Senator David Norris: I seek clarification because Senator Power has made an important point. Amendment No. 21 was precisely the same amendment as amendment No. 20 and if it has been defeated, surely the Government’s amendment also has been defeated and must be put again. This is an interesting parliamentary point.
Deputy Ruairí Quinn: Is it the same issue we corrected already? The context of section 24(9) is the inability of a school to source a registered teacher in a substitute capacity to temporarily fill a teaching post held by a teacher registered with the Teaching Council. Paragraph (f) permits the Minister to make regulations requiring a school to keep records as to why it could not engage another registered teacher in place of the registered teacher who, for whatever reason, cannot be at school. Therefore it is not necessary. The amendment has been misread.
We have not discussed this issue. Some Members are aware that the amendment refers to a requirement that someone acting on a temporary capacity in a school be subject to Garda vetting and clearance in accordance with standard practice for registered teachers.
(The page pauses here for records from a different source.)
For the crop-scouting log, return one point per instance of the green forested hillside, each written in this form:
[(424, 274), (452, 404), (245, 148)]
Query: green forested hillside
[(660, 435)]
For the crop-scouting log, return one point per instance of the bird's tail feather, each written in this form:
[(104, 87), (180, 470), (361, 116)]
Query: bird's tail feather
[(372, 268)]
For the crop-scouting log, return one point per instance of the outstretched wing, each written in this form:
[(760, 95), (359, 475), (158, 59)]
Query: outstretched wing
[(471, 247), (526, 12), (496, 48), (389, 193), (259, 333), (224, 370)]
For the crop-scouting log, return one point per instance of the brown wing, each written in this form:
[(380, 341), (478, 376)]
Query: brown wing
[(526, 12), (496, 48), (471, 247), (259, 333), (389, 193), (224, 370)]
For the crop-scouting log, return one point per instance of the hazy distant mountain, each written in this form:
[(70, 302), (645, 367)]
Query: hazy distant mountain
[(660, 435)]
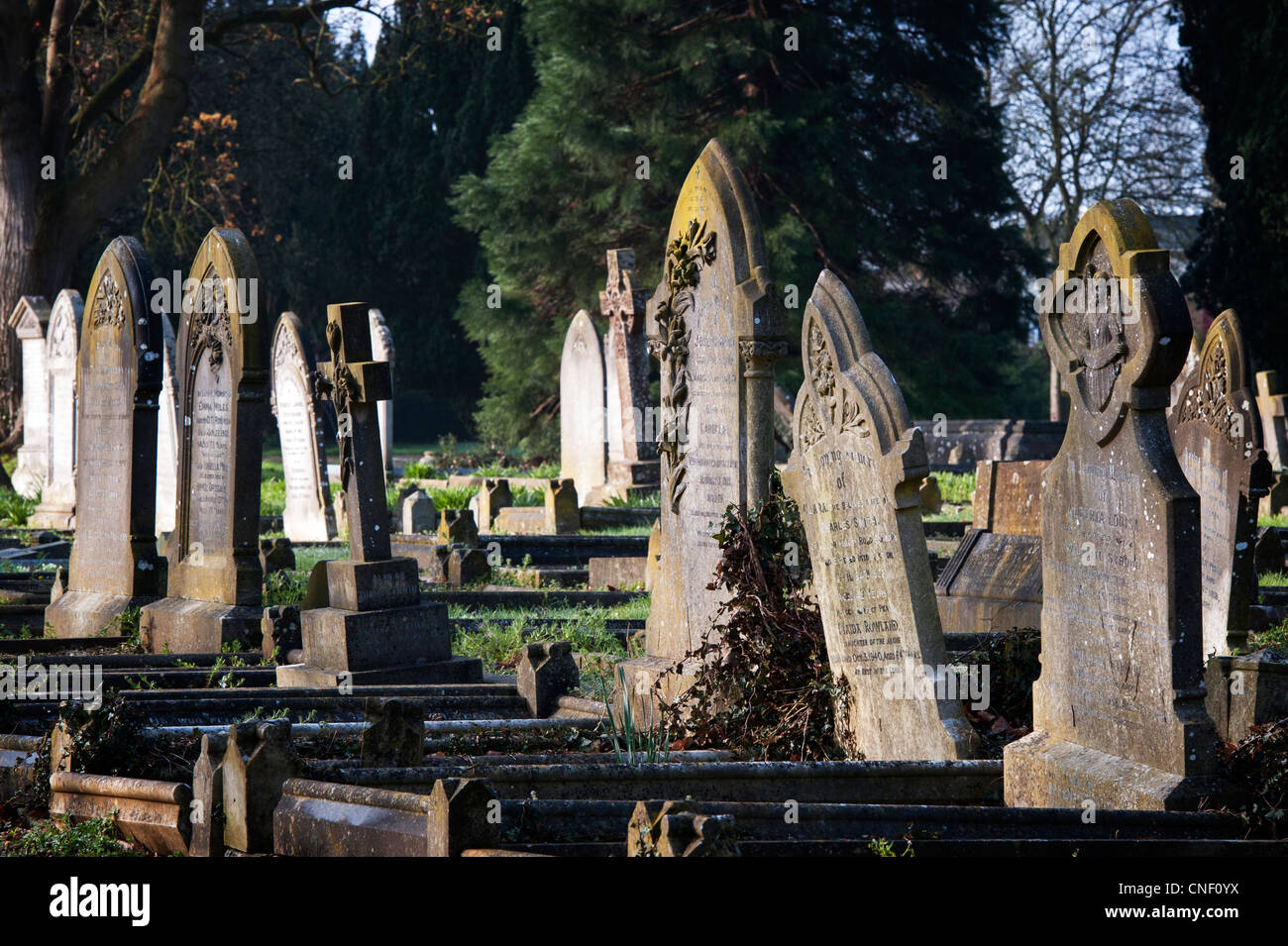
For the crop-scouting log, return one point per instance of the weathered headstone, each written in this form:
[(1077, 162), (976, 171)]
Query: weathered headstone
[(581, 405), (374, 627), (417, 512), (29, 321), (56, 508), (1216, 434), (492, 497), (563, 514), (1119, 709), (855, 473), (215, 577), (167, 434), (114, 560), (1273, 408), (716, 328), (308, 515), (632, 451), (382, 351)]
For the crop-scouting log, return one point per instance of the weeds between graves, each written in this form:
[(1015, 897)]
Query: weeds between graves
[(764, 686), (94, 837), (1260, 764)]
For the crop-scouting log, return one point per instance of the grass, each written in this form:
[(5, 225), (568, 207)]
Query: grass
[(956, 488), (16, 507), (91, 838)]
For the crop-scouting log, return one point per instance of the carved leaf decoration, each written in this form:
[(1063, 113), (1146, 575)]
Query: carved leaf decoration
[(686, 258), (108, 302)]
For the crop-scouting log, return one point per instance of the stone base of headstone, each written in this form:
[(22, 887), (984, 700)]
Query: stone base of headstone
[(1041, 771), (647, 700), (181, 626), (29, 475), (88, 613), (52, 517), (1244, 691)]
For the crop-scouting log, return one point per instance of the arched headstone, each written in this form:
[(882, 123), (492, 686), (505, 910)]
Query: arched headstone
[(308, 515), (114, 562), (56, 508), (716, 328), (1216, 433), (855, 473), (382, 351), (29, 321), (581, 405), (215, 576), (167, 435)]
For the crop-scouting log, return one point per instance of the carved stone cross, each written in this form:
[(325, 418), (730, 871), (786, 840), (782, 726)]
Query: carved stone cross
[(355, 382)]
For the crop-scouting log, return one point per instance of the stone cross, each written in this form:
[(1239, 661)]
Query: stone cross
[(353, 381)]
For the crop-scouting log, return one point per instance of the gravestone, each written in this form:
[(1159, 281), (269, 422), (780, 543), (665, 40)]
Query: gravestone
[(563, 512), (308, 515), (373, 627), (632, 452), (167, 434), (492, 497), (29, 321), (581, 405), (1119, 710), (56, 508), (382, 351), (613, 420), (1216, 433), (114, 560), (215, 583), (855, 473), (716, 328), (417, 512)]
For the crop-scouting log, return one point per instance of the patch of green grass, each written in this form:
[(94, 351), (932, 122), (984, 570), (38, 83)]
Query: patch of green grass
[(16, 507), (271, 497), (635, 501), (956, 488)]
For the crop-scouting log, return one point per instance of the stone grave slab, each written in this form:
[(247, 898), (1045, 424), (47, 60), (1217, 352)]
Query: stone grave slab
[(855, 473), (1119, 708)]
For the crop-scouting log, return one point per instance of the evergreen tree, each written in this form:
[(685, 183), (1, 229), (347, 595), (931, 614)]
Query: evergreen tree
[(837, 128), (1236, 72)]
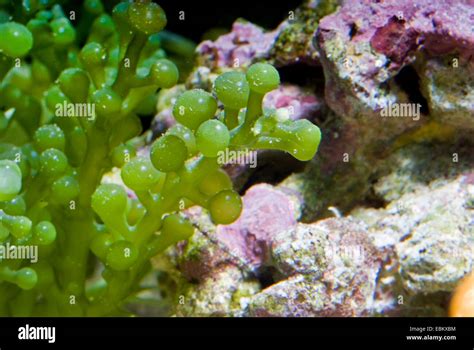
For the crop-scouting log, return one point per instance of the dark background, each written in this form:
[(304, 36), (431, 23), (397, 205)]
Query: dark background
[(204, 15)]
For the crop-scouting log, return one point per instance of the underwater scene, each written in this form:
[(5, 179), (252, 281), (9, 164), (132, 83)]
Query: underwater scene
[(309, 158)]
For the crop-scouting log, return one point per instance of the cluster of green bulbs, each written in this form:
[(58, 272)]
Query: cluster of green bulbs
[(51, 167)]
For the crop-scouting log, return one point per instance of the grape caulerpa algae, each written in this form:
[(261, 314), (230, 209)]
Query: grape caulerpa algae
[(51, 167)]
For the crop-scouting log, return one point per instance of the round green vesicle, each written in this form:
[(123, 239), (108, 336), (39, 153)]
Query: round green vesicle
[(63, 32), (186, 135), (215, 183), (107, 101), (16, 41), (100, 245), (109, 200), (225, 207), (74, 82), (49, 136), (212, 137), (122, 255), (65, 189), (177, 227), (19, 226), (139, 174), (44, 233), (146, 17), (168, 153), (26, 278), (93, 54), (122, 154), (53, 162), (263, 78), (16, 206), (308, 137), (164, 73), (194, 107), (232, 89), (10, 180)]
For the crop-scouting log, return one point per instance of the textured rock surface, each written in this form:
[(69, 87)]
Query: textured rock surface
[(245, 243), (364, 45), (402, 189), (333, 268), (245, 43)]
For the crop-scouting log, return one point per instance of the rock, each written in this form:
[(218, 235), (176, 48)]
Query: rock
[(364, 46), (244, 243), (333, 269), (294, 43), (222, 294), (245, 43)]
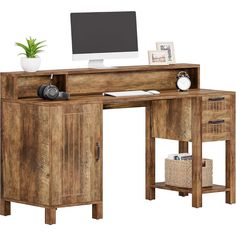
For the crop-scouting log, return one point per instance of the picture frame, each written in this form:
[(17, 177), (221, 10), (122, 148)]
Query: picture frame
[(169, 47), (158, 57)]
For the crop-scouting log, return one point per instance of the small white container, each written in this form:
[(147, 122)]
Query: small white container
[(30, 64)]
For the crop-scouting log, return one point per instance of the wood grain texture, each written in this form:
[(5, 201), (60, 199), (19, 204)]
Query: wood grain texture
[(174, 120), (106, 70), (212, 189), (50, 216), (77, 175), (196, 118), (25, 153), (23, 85), (97, 211), (49, 153), (230, 156), (5, 207), (183, 148), (150, 156), (141, 80)]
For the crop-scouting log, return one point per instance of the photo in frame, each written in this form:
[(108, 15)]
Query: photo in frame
[(158, 57), (169, 48)]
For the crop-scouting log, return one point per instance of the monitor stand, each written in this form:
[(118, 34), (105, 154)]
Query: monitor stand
[(97, 64)]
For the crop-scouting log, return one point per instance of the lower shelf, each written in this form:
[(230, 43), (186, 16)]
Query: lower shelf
[(213, 189)]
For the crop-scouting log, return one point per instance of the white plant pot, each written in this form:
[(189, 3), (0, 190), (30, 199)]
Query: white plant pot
[(30, 64)]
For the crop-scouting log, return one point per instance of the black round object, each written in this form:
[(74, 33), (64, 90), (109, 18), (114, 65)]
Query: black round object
[(40, 90)]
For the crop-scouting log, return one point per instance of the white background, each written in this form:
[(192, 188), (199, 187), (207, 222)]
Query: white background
[(203, 32)]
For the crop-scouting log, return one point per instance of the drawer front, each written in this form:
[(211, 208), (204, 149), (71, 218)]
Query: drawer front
[(216, 117)]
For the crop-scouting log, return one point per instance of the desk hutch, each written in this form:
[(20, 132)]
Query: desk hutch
[(51, 151)]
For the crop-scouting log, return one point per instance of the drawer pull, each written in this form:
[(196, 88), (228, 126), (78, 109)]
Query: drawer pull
[(215, 122), (216, 99)]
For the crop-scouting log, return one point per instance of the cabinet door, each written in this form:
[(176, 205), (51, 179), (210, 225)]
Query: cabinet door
[(76, 154), (171, 119)]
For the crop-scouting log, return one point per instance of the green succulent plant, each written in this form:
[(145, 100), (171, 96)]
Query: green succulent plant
[(32, 48)]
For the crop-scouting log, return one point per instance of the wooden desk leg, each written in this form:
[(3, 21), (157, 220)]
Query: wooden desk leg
[(150, 157), (230, 172), (230, 158), (97, 211), (50, 216), (5, 207), (183, 147), (196, 153)]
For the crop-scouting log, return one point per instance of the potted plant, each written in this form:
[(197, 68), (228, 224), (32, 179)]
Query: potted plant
[(31, 61)]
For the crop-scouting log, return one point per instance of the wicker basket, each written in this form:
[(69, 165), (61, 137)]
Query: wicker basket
[(178, 173)]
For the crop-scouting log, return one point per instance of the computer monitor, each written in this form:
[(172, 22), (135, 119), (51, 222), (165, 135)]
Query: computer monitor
[(100, 35)]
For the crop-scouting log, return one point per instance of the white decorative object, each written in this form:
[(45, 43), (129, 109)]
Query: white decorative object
[(169, 47), (158, 57), (30, 64)]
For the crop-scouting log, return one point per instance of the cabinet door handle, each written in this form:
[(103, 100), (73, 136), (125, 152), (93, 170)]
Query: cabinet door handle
[(215, 122), (216, 99), (98, 148)]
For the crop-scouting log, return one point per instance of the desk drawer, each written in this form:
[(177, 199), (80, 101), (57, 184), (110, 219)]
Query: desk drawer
[(216, 103), (216, 117)]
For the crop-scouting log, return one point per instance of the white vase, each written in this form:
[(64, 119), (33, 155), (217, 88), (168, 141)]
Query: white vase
[(30, 64)]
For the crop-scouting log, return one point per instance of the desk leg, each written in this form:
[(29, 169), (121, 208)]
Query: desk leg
[(183, 147), (50, 216), (5, 207), (196, 153), (150, 157), (230, 172)]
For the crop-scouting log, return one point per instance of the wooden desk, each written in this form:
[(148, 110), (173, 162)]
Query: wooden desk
[(52, 150)]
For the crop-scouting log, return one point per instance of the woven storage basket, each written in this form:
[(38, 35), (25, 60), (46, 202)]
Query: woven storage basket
[(178, 173)]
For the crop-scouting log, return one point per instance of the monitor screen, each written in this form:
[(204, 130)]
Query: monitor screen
[(104, 32)]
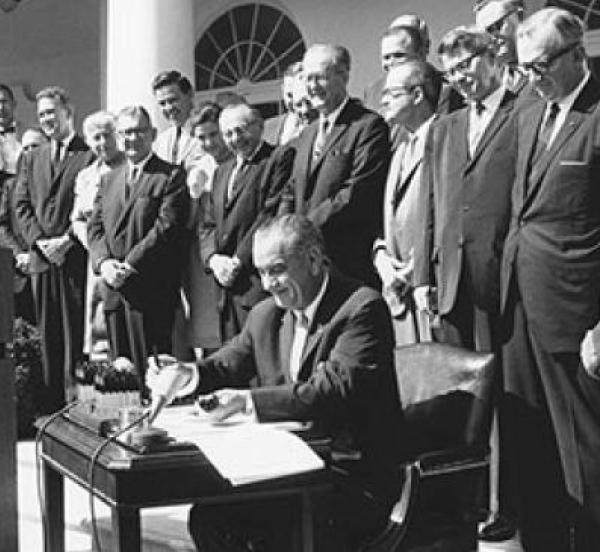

There is a clear gap and if someone wishes to be registered, there should be a process to ensure children are protected. Registered teachers should be subject to vetting. It is possible that someone could continue to act in a temporary capacity in different schools without this provision. I hope the Minister will accept it.
This relates to a proposed new restriction on the hiring of retired teachers by schools. I raised this issue when we discussed the legislation on Second Stage and there seems to be a particular problem in that despite the number of qualified young teachers who are unemployed, available and looking for work, schools are taking on retired teachers who have a full pension. As Members noted last week, this may arise because of convenience as it is easier to pick up the telephone and call someone who used to work in the school or a friend of a teacher in a school. It is wrong, especially in the current environment, as this stops young, qualified teachers from gaining the experience they need to get a permanent job. It would be a positive step to insert this new requirement. Retired teachers can still be hired before anyone who is unqualified would get the job but a school should only resort to hiring a retired teacher if it has taken every possible step to secure a young, unemployed teacher for a position. I hope the Minister will adopt the same attitude that he took towards the last amendment.
Senator David Norris: I would be interested in the Minister’s reply as the question of hiring retired teachers has been raised previously. As someone involved in the teaching profession, I know it is important to give people a chance. I heard this matter being discussed on the wireless and the point was made that the hiring policy would only operate for a short period, and a change might not be of any significant advantage to young people. On the other hand, any experience is beneficial and I am very happy to support Senator Power’s amendment for that reason. It is important to give young people an opportunity and prevent them from having to go abroad to seek work. It is tragic that young people involved in so many professions now, including teaching, nursing and so on, should have to go abroad. They would have received a very good education in the State, at least partially at the taxpayers’ expense. If the amendment looks to have the desired effect, I ask the Minister to consider it positively.
Senator Jim D’Arcy: This is a good amendment. Young teachers are the best qualified I have seen in a long time, and as a Senator noted, their enthusiasm for the job is enormous. As these people should be given first priority in any teaching position that becomes available during the year, I support Senator Power’s amendment.